Chonita came forward and held out her hand, smiling. “I remember meeting you in Austria,” she said. “It was so warm that night in the palace, I remember, it made me talk of California to you. My husband is very glad to think that he shall meet you again.”

“I am glad you come to cheer her up, SeÑor Torp,” said Prudencia. “She feel blue because coming to the old house once more.”

Thorpe looked at Chonita with the quick sympathy of the Englishman for terra ego, and Chonita flashed her acknowledgment. “Yes, I am a little sad,” she said; “not only because it is the first time in so many years, but because it is probably for the last time in my life. My husband does not care for California. Here he is.”
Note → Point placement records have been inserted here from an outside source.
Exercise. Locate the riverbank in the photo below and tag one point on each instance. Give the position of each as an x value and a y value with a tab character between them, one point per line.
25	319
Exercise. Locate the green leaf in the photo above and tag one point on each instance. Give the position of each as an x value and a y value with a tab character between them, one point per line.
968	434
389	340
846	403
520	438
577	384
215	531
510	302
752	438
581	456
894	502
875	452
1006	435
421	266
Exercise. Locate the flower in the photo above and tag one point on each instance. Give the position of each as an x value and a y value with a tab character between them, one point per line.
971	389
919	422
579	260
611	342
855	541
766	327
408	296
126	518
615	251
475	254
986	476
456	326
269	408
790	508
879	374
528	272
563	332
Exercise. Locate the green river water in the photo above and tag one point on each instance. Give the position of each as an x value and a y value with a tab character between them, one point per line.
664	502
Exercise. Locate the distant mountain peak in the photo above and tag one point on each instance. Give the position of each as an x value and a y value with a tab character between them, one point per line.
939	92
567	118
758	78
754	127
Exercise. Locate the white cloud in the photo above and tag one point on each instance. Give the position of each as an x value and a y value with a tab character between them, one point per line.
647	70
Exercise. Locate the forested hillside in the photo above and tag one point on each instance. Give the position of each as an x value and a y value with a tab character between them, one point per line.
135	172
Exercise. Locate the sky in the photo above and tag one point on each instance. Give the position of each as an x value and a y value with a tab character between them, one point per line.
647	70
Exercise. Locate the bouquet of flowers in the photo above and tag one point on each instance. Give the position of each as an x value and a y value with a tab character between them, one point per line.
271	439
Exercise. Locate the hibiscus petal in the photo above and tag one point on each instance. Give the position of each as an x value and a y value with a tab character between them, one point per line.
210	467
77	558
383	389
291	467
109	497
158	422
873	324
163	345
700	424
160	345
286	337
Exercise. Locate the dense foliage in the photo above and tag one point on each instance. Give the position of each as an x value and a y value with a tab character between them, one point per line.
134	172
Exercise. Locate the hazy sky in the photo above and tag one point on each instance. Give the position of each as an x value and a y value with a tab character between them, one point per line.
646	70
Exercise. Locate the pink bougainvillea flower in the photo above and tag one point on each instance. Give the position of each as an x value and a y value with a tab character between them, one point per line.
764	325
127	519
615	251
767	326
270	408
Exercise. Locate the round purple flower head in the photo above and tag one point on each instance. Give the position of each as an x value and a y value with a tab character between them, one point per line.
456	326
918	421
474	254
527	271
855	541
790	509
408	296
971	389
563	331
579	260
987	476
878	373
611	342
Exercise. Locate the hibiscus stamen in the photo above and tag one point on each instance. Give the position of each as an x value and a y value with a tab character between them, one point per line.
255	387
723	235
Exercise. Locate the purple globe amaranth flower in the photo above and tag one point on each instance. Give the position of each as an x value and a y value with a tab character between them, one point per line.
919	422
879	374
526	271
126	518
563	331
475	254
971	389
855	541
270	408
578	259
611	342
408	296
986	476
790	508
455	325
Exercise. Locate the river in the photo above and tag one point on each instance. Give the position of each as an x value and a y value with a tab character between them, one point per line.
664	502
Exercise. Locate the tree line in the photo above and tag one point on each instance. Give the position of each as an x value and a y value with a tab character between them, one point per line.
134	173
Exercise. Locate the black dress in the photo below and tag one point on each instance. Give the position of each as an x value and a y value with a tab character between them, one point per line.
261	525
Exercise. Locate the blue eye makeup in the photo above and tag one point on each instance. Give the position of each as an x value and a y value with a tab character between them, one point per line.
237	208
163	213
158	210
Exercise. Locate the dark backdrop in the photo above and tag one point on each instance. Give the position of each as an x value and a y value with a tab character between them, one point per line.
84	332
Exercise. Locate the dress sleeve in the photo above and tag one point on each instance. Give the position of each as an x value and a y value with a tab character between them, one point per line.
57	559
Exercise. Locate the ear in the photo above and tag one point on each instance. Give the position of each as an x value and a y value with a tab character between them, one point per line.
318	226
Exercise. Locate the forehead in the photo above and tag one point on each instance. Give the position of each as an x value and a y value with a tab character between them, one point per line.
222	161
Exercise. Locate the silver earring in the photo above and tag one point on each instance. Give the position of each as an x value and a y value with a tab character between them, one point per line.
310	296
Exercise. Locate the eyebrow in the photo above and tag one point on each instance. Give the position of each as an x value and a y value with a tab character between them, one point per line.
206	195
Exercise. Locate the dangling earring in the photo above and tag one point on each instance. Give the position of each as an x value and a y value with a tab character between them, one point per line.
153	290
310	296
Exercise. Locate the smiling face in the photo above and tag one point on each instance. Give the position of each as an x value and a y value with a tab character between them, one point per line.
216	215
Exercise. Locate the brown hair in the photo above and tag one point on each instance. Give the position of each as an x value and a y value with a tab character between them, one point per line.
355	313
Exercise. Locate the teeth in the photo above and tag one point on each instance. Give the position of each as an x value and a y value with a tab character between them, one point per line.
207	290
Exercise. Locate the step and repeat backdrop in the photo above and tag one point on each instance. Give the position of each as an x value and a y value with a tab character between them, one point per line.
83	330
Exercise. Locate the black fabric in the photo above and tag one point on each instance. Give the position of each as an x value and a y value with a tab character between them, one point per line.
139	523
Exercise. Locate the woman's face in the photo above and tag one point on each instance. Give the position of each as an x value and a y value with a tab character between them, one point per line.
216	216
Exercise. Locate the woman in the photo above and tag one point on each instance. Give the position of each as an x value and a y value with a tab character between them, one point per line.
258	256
Estenega entered with several other men, and, recognising Thorpe at once, greeted him with a warmth that was more cosmopolitan than Californian, but none the less sincere. He showed the wear and tear of years. Ambitions, scheming, hard work had left their furrows, and the grey was in his hair. But his nervous vitality was undiminished, and his air of command even more pronounced than in the old days. He carried Thorpe off to discuss the growing complications between the North and South; and the conversation was resumed after dinner, despite the attractions of the sala; for news of the great world came infrequently to California, and the stranger who had recently lived in the midst of affairs was a welcome acquisition. Thorpe spent the greater part of the night in the billiard-room with Reinaldo, and got rid of his gold.